O Tribunal Superior Eleitoral (TSE) e o Google lançaram, nesta quarta-feira (26), em Brasília, uma campanha para ampliar o uso de uma ferramenta do YouTube que identifica conteúdos gerados por inteligência artificial. O sistema, chamado Detecção por Semelhanças (Likeness ID), localiza vídeos que utilizem a imagem de candidatos nas Eleições Gerais de 2026 sem autorização.
Para utilizar a tecnologia, candidatos maiores de 18 anos devem criar uma conta na plataforma e realizar um cadastro de identidade. O processo exige o envio de documento oficial e a gravação de uma selfie em foto e vídeo, permitindo que o YouTube crie um registro biométrico da aparência do usuário.
A plataforma realiza buscas nos conteúdos publicados e notifica o candidato quando encontra vídeos que reproduzam sua imagem. Após o aviso, o político pode avaliar se houve uso indevido e solicitar a remoção do material, que será analisada conforme as políticas de privacidade do YouTube.
O presidente do TSE, ministro Kassio Nunes Marques, afirmou que a união entre os setores público e privado em prol dos valores democráticos é uma expressão significativa do texto constitucional. O ministro declarou que a ferramenta não substitui a análise humana nem os mecanismos de fiscalização já existentes.
O presidente do Google Brasil e vice-presidente da Google Inc., Fábio Coelho, disse que a empresa mantém parceria com a Justiça Eleitoral desde 2014. Coelho afirmou que a proteção é essencial para as mulheres, que costumam ser as maiores vítimas de ataques à imagem durante os pleitos.

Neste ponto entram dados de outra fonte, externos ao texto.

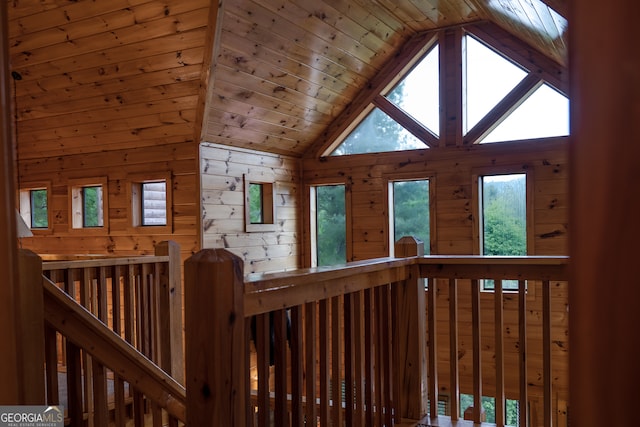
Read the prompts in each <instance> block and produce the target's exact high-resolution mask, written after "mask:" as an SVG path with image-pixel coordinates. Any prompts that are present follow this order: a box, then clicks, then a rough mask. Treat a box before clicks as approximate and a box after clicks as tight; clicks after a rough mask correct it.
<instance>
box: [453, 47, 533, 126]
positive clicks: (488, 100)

A iniciativa ocorre enquanto a Justiça Eleitoral discute limites para a inteligência artificial nas campanhas. O tema ganhou relevância após o PT apresentar ação no TSE sobre um vídeo do ex-presidente Jair Bolsonaro divulgado por Flávio Bolsonaro durante convenção partidária.
O processamento inicial do cadastro biométrico leva até dois dias. Somente após esse prazo a plataforma inicia as varreduras para identificar possíveis reproduções da imagem do candidato.